Trem do Samba

 

            Falando da festa que rolou da Central até Oswaldo Cruz (pelos comentários, parece que a grande festa do samba efetivamente aconteceu lá e não em Botafogo), foi incrível ver o povo reunido e cantando em cada composição, em cada vagão, as várias vertentes do samba. Tinha samba-canção, samba-enredo, samba-exaltação, etc. Isso sem falar nos afins: choro (Pixinguinha, claro, também passou por lá, e até um solitário violonista tocando Jacob do Bandolim). Mas o que agitou mesmo nos vagões até Oswaldo Cruz foi o pagode. E como deu Tia Doca ontem, hein !!!!
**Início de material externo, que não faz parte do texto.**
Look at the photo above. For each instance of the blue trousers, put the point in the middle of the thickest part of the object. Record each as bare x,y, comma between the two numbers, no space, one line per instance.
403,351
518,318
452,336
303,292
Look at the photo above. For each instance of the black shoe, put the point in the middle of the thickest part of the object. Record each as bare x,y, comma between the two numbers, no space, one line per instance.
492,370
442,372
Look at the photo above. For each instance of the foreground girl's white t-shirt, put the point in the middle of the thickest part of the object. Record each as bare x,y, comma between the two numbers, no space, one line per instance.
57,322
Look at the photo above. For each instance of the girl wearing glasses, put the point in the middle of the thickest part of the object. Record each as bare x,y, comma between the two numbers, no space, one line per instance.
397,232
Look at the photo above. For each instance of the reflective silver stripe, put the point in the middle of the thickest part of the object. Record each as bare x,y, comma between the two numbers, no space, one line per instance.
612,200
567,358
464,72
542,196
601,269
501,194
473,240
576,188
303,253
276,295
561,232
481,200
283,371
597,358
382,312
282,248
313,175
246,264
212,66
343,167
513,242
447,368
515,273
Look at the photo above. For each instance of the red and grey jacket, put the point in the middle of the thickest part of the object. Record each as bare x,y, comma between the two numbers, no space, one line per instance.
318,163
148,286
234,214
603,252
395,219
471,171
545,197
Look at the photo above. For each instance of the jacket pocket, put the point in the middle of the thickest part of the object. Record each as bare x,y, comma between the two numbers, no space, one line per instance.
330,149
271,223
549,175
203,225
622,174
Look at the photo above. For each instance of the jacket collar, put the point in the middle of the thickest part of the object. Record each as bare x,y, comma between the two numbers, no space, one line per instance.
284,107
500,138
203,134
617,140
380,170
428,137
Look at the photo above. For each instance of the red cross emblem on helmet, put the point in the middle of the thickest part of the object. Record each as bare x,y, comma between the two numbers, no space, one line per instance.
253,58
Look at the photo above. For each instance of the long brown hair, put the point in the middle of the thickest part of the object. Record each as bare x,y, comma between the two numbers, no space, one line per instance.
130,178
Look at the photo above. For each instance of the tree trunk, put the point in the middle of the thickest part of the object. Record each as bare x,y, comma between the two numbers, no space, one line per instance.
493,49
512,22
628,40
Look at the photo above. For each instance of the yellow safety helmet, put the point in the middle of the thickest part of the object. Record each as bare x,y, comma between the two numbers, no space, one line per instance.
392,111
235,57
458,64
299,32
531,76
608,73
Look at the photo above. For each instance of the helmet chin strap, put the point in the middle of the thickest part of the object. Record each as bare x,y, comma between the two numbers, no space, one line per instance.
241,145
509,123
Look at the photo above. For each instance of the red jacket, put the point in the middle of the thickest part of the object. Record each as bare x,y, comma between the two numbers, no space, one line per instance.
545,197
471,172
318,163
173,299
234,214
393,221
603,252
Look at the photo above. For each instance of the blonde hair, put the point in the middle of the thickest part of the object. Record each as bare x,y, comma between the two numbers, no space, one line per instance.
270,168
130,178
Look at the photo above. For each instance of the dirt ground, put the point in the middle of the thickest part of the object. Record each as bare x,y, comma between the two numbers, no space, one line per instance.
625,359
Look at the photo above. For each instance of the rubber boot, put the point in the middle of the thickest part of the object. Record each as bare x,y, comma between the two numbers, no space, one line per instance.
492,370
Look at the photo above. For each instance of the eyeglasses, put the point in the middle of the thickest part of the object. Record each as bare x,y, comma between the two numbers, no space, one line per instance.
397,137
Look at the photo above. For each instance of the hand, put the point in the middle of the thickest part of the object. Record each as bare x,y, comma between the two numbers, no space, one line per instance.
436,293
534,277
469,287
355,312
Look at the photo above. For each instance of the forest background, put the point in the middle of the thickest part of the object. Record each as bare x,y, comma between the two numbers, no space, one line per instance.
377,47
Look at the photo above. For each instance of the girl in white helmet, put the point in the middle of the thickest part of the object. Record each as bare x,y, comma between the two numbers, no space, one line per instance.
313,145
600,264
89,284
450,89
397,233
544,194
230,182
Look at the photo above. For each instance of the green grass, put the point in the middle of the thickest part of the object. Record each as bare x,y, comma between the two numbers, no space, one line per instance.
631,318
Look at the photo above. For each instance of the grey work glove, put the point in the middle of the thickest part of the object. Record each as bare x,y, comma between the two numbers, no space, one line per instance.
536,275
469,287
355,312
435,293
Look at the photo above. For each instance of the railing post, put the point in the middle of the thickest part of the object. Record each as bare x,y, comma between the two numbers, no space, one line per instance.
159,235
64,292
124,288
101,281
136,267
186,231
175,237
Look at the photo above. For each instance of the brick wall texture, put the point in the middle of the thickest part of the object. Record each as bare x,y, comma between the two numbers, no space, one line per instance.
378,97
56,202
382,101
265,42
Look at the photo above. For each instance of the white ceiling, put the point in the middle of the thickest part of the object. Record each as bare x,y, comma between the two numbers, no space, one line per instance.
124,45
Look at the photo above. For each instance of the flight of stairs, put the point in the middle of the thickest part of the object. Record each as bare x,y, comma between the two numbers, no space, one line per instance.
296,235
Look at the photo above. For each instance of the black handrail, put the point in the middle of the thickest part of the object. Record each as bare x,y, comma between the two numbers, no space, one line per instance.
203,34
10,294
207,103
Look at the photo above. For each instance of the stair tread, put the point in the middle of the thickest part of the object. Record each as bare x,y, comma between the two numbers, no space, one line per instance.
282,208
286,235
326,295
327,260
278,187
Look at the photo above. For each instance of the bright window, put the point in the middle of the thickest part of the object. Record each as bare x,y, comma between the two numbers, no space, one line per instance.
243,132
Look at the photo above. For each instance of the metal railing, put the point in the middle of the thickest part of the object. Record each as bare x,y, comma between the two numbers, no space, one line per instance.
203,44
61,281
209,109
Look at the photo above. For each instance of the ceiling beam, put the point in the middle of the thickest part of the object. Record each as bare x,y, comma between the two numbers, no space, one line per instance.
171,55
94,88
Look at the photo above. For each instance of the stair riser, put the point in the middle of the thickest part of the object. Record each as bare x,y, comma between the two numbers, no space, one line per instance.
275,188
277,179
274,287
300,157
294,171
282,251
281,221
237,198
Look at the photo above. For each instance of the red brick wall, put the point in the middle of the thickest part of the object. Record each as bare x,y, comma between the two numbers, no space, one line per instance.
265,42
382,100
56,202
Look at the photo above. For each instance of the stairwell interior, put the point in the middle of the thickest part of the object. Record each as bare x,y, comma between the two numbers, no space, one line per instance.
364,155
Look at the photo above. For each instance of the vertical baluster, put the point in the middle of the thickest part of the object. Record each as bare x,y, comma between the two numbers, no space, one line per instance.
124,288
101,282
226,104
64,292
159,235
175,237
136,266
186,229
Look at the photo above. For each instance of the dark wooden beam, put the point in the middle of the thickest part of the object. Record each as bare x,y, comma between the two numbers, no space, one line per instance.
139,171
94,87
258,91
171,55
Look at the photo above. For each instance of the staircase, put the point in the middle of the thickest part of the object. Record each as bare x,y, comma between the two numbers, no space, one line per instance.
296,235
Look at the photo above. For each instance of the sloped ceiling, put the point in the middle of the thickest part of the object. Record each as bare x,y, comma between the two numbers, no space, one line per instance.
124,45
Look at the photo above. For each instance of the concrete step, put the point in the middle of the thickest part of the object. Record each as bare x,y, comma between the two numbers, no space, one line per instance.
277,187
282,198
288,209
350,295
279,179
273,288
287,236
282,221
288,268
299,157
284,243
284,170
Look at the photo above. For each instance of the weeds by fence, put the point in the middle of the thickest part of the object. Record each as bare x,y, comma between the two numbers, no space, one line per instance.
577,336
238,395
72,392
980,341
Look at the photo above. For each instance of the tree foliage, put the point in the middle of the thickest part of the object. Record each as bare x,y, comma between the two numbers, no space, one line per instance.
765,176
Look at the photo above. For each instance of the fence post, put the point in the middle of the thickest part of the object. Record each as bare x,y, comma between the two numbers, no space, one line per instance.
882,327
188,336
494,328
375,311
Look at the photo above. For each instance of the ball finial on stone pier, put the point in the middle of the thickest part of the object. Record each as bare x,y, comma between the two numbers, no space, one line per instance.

            Agora, o mais interessante de tudo foi a chegada a Oswaldo Cruz. Quando desembarcamos, estava chovendo. Ora, nada mais oportuno para puxar o clássico da Velha Guarda da Portela "A chuva cai lá fora / Você vai se molhar . . ." (emocionante !). Como se tudo isso não bastasse, decidimos inicialmente pelo lado mais "calmo" da linha do trem, oposto ao lado das barraquinhas (para quem não sabe, ficamos do lado da Carolina Machado). E ficamos na esquina de qual rua ? Da rua Adelaide Badajós, que, digamos, é a rua onde tudo ou quase tudo começou (Tia Estér, Tia Neném . . .): lembranças de um cotidiano do passado que eu não vivi, mas, não sei como, trago comigo.
            Bem, nesse bar encontramos o pessoal da Serrinha que numa tal hora começou a tocar um jongo atrás do outro. Jongo puríssimo da melhor qualidade. O mais interessante: tudo isso feito por gente jovem, vinte anos na média. Foi legal ver a continuidade das tradições. Foi uma prova de que para se inovar é indispensável conhecer, com um mínimo de profundidade, as tradições. Naquela hora, me veio tanta coisa na cabeça: o canto das lavadeiras ribeirinhas, o Recôncavo Baiano e Santo Amaro da Purificação, o caxambu e a Zona da Mata Mineira, Clementina de Jesus e o interior do estado do Rio, São Luís do Maranhão e o Tambor de Crioula, etc.
            Depois desse vendaval no pensamento, concluí tudo num só lugar: Oswaldo Cruz, claro ! Ainda que o jongo seja uma manifestação mais fortemente presente (ou só presente) num lugar difícil de definir se ainda é Vaz Lobo ou se já é Madureira, mas que é facilmente identificável por Morro da Serrinha, a impressão que me deu (posso estar enganado, mas se estiver peço desculpas, porque agora prefiro a emoção à razão) é que só em Oswaldo Cruz é possível toda essa reunião de ritmos e modos de vida. Talvez em um outro ponto do Rio de Janeiro isso aconteça também, mas de maneira tão natural . . . muito difícil. Verdadeiramente, Oswaldo Cruz é lugar de resistência cultural. Uma pena que atualmente só seja lembrado no dia 2 de Dezembro.
            Eu, ontem, reunindo tudo o que me impressionou os sentidos (os cheiros, sons, gostos, abraços e cores), tive certeza de que se a Portela tivesse sido simplesmente criada, isso até que poderia ter acontecido em outro lugar da cidade do Rio, mas como a Portela foi inventada, somente um lugar do Rio reunia as condições naquele outono - estação dos frutos - de 1923: Oswaldo Cruz.